S371: Lab 10

Lab Instructor: Katya Baldina ()

2023-10-25

Announcement

HW6 IS DUE SUNDAY (OCT.29) 11.59 PM!

Test II: Reflection

We do not accept null hypothesis

We reject or fail to reject the null hypothesis. We have weak or strong support for null hypothesis.

Test II: Reflection

Sample distribution refers to the distribution of a particular characteristic or variable among the individuals or units selected from a population.

Sampling distribution refers to the distribution of a statistic (such as the mean, standard deviation, etc.) calculated from multiple random samples of the same size drawn from a population.

Do not confuse the sampling distribution with the sample distribution. The sampling distribution considers the distribution of sample statistics (e.g. mean), whereas the sample distribution is basically the distribution of the sample taken from the population

One-sample proportion test

The goal of doing one-sample proportion test:

Note: the variable should only have two response options

One-sample proportion test

prop.test(x,n,p=Y, alternative=“XXX”)

In the command,

One-sample proportion test: example

For example, how can we test if the population proportion of Snapchat users equals to 0.5 (50%) or not?

\[H_0:p=0.5\]

The population proportion of Snapchat users is 0.5

\[H_a:p≠0.5\]

The population proportion of Snapchat users is not 0.5

One-sample proportion test: example

First, we need to know the number of people who use Snapchat (x in the command) and the total number of people in the sample (n in the command)
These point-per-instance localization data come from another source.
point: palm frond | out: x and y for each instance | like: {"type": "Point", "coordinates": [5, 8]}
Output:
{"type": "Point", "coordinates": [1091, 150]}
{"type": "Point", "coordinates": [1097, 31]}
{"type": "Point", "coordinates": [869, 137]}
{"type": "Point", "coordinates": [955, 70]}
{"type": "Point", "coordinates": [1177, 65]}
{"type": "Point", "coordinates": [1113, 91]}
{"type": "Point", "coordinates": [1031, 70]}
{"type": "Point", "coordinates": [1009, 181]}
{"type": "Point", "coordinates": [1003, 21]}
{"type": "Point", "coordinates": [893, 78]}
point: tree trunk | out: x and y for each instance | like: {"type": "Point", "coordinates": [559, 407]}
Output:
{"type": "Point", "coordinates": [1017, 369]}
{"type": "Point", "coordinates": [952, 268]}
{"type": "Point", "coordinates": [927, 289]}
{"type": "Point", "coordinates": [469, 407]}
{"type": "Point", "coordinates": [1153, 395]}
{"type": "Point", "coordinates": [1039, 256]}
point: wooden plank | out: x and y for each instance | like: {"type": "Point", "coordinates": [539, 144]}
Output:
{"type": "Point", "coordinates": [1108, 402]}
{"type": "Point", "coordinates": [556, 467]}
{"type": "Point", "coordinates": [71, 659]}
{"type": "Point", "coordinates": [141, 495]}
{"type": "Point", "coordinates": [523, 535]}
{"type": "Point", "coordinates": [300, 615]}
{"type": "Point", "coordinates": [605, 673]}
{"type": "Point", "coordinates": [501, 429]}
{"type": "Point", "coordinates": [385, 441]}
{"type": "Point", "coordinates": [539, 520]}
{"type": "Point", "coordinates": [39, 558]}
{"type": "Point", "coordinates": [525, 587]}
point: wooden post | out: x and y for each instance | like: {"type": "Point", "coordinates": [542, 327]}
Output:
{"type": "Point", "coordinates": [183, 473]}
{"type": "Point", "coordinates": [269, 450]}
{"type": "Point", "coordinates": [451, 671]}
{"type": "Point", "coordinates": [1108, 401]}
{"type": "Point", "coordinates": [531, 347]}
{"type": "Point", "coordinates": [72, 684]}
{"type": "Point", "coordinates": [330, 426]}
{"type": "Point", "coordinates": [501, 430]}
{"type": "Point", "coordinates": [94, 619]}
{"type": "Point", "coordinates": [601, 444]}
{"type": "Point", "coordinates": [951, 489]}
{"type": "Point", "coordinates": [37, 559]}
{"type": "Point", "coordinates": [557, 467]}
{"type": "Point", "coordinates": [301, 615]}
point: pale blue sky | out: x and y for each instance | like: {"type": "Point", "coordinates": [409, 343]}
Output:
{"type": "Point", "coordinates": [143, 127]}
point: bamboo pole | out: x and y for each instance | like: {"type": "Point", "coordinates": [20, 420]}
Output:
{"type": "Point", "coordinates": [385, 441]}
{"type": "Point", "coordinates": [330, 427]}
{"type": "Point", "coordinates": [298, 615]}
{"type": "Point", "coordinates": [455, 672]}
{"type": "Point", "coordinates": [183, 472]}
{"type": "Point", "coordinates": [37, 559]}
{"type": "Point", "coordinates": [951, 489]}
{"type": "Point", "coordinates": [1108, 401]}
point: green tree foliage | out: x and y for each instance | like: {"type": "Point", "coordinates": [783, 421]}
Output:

Let’s find the number of people, who use SNAPCHAT:

snapchat <- socmedia$SNAPCHAT
table(snapchat)
## snapchat
##   NO  YES 
## 1037  308

Then, we can type to do proportion test:

prop.test(308,1345)
## 
##  1-sample proportions test with continuity correction
## 
## data:  308 out of 1345, null probability 0.5
## X-squared = 394.04, df = 1, p-value < 2.2e-16
## alternative hypothesis: true p is not equal to 0.5
## 95 percent confidence interval:
##  0.2069730 0.2525886
## sample estimates:
##         p 
## 0.2289963

p-value: 2.2e-16

95%CI: 0.2069, 0.2525

prop. of SNAPCHAT users: 0.2289

One-sample proportion test: advanced way

Other than table() function, you can specify the number of observations in this way:

sum(snapchat=="YES")
## [1] 308

One-sample proportion test: advanced way

sum(snapchat=="YES")
## [1] 308
table(snapchat)
## snapchat
##   NO  YES 
## 1037  308

One-sample proportion test: advanced way

How to get the total number of observations?

length(snapchat)
## [1] 1345

length() function counts the total number of observations in a list of numbers (variable)

One-sample proportion test: advanced way

Then, we can combine the sum() and length() functions together:

prop.test(sum(snapchat=="YES"), length(snapchat))
## 
##  1-sample proportions test with continuity correction
## 
## data:  sum(snapchat == "YES") out of length(snapchat), null probability 0.5
## X-squared = 394.04, df = 1, p-value < 2.2e-16
## alternative hypothesis: true p is not equal to 0.5
## 95 percent confidence interval:
##  0.2069730 0.2525886
## sample estimates:
##         p 
## 0.2289963

sum(snapchat=="YES") is the the number of observations in the variable SNAPCHAT with the answer of YES

length(snapchat) is the total number of observations

Practice

Is the population proportion of Facebook users equals to 0.7 (70%) or not?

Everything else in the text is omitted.